Dr. Guy Sanders and Dr. Ioulia Tzonou-Herbst. Photo: Moira Lavelle.
After introductory sections on the history of Corinth and the excavations conducted by the American School, Ancient Corinth: Site Guide leads visitors through two different Site Tours. Covering the fenced area of the site, the first tour begins at the museum, moving on to cover monuments such as the Temple of Apollo, the Forum, and the Fountain of Peirene. The second allows visitors to explore the ancient monuments outside the archaeological park, including the Odeion, the Theater, and the Asklepieion, and then the various remains of ancient Corinth located within and outside the ancient Greek walls, including the Sanctuary of Demeter and Kore and the Lechaion Basilica. To design the routes of the tours, Sanders and Palinkas let the crowd determine the way. “Jen and I walked around the site and observed where the tour groups went,” explained Sanders. “We didn’t create new paths but instead followed a circuit that seemed to be logical for how visitors were moving around Corinth.” Visitors are given detailed instructions throughout the guide so that they can easily follow both tours themselves.
Ending the Ancient Corinth: Site Guide are a selection of plans, a glossary, a list of publications, an index, and the two foldout maps. An additional section guiding visitors through the Archaeological Museum of Ancient Corinth was initially planned for this edition, but during the publication process, the museum displays changed. “The museum guide was not included because the permanent exhibition changed, causing the information to be outdated and out of context,” said Tzonou-Herbst. “There is a plan to produce a museum guide, and for me, it is very important to have one, so that visitors can marry objects in the museum with what is outside.”
Neolithic and Early Helladic pottery from Corinth.
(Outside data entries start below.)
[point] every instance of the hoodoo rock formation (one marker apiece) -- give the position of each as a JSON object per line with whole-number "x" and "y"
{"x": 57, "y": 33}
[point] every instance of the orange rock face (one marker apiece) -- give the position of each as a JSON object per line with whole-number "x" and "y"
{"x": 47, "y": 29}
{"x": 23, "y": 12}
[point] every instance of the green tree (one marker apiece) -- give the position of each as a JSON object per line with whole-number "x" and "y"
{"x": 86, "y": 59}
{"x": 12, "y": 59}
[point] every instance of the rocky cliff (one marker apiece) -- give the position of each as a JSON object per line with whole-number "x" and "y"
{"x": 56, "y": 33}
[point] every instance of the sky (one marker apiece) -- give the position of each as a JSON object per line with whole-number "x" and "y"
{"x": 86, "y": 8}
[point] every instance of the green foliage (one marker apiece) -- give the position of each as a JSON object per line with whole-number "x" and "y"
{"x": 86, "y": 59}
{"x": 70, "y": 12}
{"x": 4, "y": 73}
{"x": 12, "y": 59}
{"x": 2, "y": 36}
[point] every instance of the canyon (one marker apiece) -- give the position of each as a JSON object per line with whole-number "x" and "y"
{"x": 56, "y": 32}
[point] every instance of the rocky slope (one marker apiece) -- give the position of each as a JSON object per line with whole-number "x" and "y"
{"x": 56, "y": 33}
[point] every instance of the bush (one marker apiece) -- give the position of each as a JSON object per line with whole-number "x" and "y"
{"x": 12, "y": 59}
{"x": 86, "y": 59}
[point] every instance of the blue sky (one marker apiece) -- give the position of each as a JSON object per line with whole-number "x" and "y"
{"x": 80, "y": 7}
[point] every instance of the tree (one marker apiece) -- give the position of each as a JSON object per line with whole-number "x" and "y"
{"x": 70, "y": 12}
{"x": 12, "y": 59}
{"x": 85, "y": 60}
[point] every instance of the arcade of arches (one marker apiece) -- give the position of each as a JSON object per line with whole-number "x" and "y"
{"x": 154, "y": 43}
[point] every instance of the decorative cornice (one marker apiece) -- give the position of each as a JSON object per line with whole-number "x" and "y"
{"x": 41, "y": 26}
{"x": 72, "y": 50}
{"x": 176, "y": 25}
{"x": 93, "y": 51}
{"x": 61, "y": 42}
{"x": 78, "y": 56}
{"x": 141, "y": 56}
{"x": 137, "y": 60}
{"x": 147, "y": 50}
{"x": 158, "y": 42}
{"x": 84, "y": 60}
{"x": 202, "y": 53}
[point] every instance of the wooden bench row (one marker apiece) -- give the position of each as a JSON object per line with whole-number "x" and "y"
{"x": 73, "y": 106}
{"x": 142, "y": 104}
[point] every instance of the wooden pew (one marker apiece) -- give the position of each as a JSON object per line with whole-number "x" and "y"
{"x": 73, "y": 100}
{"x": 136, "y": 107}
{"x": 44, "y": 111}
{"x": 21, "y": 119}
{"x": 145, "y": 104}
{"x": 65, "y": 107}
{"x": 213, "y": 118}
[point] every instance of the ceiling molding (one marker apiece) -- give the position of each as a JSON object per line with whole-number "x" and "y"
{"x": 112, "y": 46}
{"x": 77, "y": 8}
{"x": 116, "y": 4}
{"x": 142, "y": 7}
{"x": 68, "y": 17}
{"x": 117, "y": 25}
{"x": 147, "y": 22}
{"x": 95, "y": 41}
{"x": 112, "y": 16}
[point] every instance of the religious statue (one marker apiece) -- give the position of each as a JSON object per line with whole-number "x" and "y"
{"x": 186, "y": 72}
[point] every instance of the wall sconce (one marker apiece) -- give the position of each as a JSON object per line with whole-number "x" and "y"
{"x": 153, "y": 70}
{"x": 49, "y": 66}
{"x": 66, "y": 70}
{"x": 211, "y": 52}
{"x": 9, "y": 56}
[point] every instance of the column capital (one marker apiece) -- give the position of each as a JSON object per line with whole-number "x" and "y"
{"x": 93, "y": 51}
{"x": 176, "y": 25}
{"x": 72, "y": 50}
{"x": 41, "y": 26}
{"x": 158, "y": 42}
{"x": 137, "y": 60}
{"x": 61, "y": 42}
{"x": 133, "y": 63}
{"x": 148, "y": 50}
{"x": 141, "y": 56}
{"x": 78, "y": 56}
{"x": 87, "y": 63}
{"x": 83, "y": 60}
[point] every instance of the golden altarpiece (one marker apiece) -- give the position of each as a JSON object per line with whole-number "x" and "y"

Once the English text was complete, the Site Guide was translated to Modern Greek by Maria Michalarou and edited by Tzonou-Herbst. “There is always difficulty when you translate from one language to another,” explained Tzonou-Herbst. “However, in this case, I didn’t think anyone would have the English and Greek side-by-side, but, rather, they would just use them as individual books, so I pushed for a more free-flowing Greek translation.” With this intention, Tzonou-Herbst expressed her hope that the publication’s availability in Modern Greek would make it even more accessible to the local Greek community in Ancient Corinth. “I have had teachers approach me asking for articles to hand out to their students. Previously this included a very limited amount of publications in Greek. However, now with the Site Guide, hopefully local students educated about Ancient Corinth in high school will learn to love the area and, in their future life, grow an appreciation for archaeology and preserving Greece’s identity.”